Both systolic and diastolic blood pressure falls. Renal, cerebral and coronary blood flow is not compromised, 70% of orally administered drug is absorbed, Food reduces the bioavailability, Partly metabolized and excreted unchanged in urine, Poorly crosses blood brain barrier.

Enalapril– Prodrug converted to enalaprilat – tripeptide analogue, Poorly absorbed.

Lisinopril

Lysine derivative of enalaprilat, Absorbed orally slowly, Food does not interfere with its absorption, Duration of action is longer permitting single daily dosing, Uniform hypotensive action, Minimal side effects with reduction in venous return, cardiac contractility and cardiac output.

Perindopril– Long acting ACE inhibitor, Slow onset of action, Undergoes extensive metabolism, Tends to restore the reduced elastic properties of arteries and heart in hypertensive.

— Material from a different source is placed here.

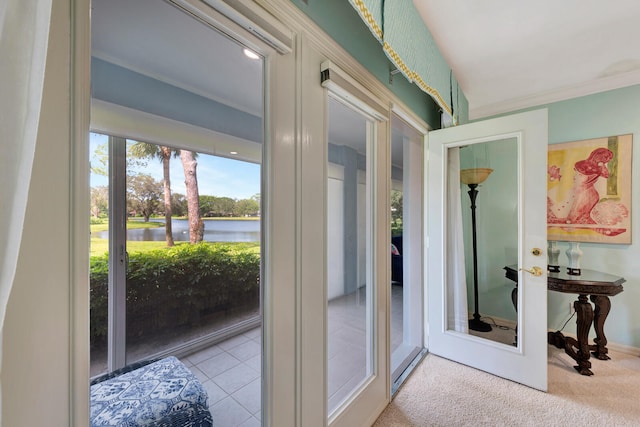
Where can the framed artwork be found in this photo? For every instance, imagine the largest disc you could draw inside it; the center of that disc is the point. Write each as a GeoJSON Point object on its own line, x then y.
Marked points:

Ramipril– Long acting ACE inhibitor, Extensive tissue distribution. 

Clinical uses of angiotensin

Hypertension– Used as first line of drugs in all grades of hypertension.

Congestive Heart failure– Retard the progression of ventricular systolic dysfunction and prolong survival of CHF patients

Myocardial infarction– Advocated within 24 hours of attack and continued for more weeks – reduce early as well as long term mortality, irrespective of systolic dysfunction and hypotension is avoided.

Diabetic nephropathy– Prolonged therapy prevents end stage renal disease in both insulin and non insulin dependant situations. It is of value in diabetic nephropathy whether hypertensive or not.

Angiotensin antagonist

Angiotensins antagonist are Saralasin and Losartan

Saralasin

• An octapeptide analogue of Angiotensin II
• Exhibited partial agonistic activity
• Need parenteral administration only.

Losartan

• Competitive antagonist
• Devoid of partial agonistic activity
• Selective antagonist of AT₁ receptor
• Blocks all actions of Angiotensin II namely vasoconstriction, central and peripheral sympathetic outflow action, aldosterone release, salt and water reabsorption, growth promoting actions on heart and blood vessels.